Systemic hypertension 1 Flashcards
What does hypertension increase the risk of?
Stroke, decreased cognitive functioning (dementia), death, renal disease, MI, HF
What is the problem with the treatment rationale for HT??
Lack of concordance in taking medication for HT
Asymptomatic disease
Major risk factor for premature death
How can HT lead to HF?
Chronic high blood pressure increases the afterload of the heart, meaning the heart is constantly contracting into a high resistance circulation.
This can result in atrial fibrillation and HF with Preserved ejection fraction (HFPEF)
WHat are the results of an increase in BP of 2mmHg
10% increase risk of mortality due to stroke
7% increase in mortality due to ischeamic hypertension
Increase normal blood pressure maximum increases risk of CV disease!!

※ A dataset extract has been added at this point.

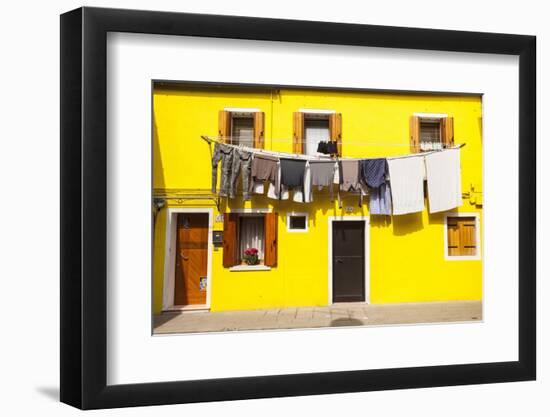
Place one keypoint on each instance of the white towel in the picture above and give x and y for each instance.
(407, 184)
(297, 194)
(444, 183)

Diagnosis – what method can be used so a person with suspected HT can regulate their own BP – what is the clinical threshold normally
AMBULATORY BLOOD PRESSURE MONITORING - BP cuff worn which inflates every 30 mins to measure the pressure.
> or equal to 140/90mmHg
Stage 1 hypertension - clinical and ABPM thresholds
Clinic - 140/90mmHg
ABPM - 135/85mmHg
Stage 2 hypertension - clinical and ABPM thresholds
Clinical - 160/100mmHg
ABPM - 150/95mmHg
Severe hypertension - clinical and ABPM thresholds
180/110 above each of these values = SEVERE HYPERTENSION
What is primary hypertension and what would be the standard treatments?
No obvious cause – seen in 90% of patients
Normally treated by lifestyle modification (change in diet/smoking) or anti hypertensive drug therapy
What is secondary hypertension and what would be the standard treatments?
BP reflective of another problem occuring such as kidney/endocrine disease/steroid secretion
This type more likely in young patients
How can renal artery stenosis cause secondary HT?
Atheromas form due to high BP at renal arteries
This causes the kidneys to perceive a poor perfusion pressure so secretes renin to compensate. This causes increased vascular resistance and increase in BP
PARAMETER FOR INITIATING TREATMENT FOR ISCHAEMIC HT
Individual is under 80 years old, hypertension is measured ( > 140/90mmHg) and they fit one of the following parameters:
- Targeted organ damage
- established CV disease
- diabetic
- renal disease
Having any of these parameters increases risk of CV disease by more than 20%
What are the main therapeutic targets for secondary hypertension ?
Renin-angiotensin-aldesterone system
Sympathetic nervous system
Locally acting vasoconstictors and vasodilators
BP pressure targets for individuals under and over 80 years
Why is this the case?
Less than 80:
clinical - <140/90mmHg
ABPM - <135/85mmHg
Over 80:
clinical - <150/90mmHg
ABPM - <145/85mmHg
Blood vessels lose their compliance and elasticity with age which causes the systolic BP of the heart to peak at a higher value
AT-|| - what are its short term and long term effects and why is it a drug target for HT
Short term -> Na+ and H20 retention, causes an increase in circulating volume and BP
Long term - increased vascular growth, hyperplasia and hypertrophy
Stimulates NA to increase cardiac output but also increases peripheral resistance, which we want to decrease in HT!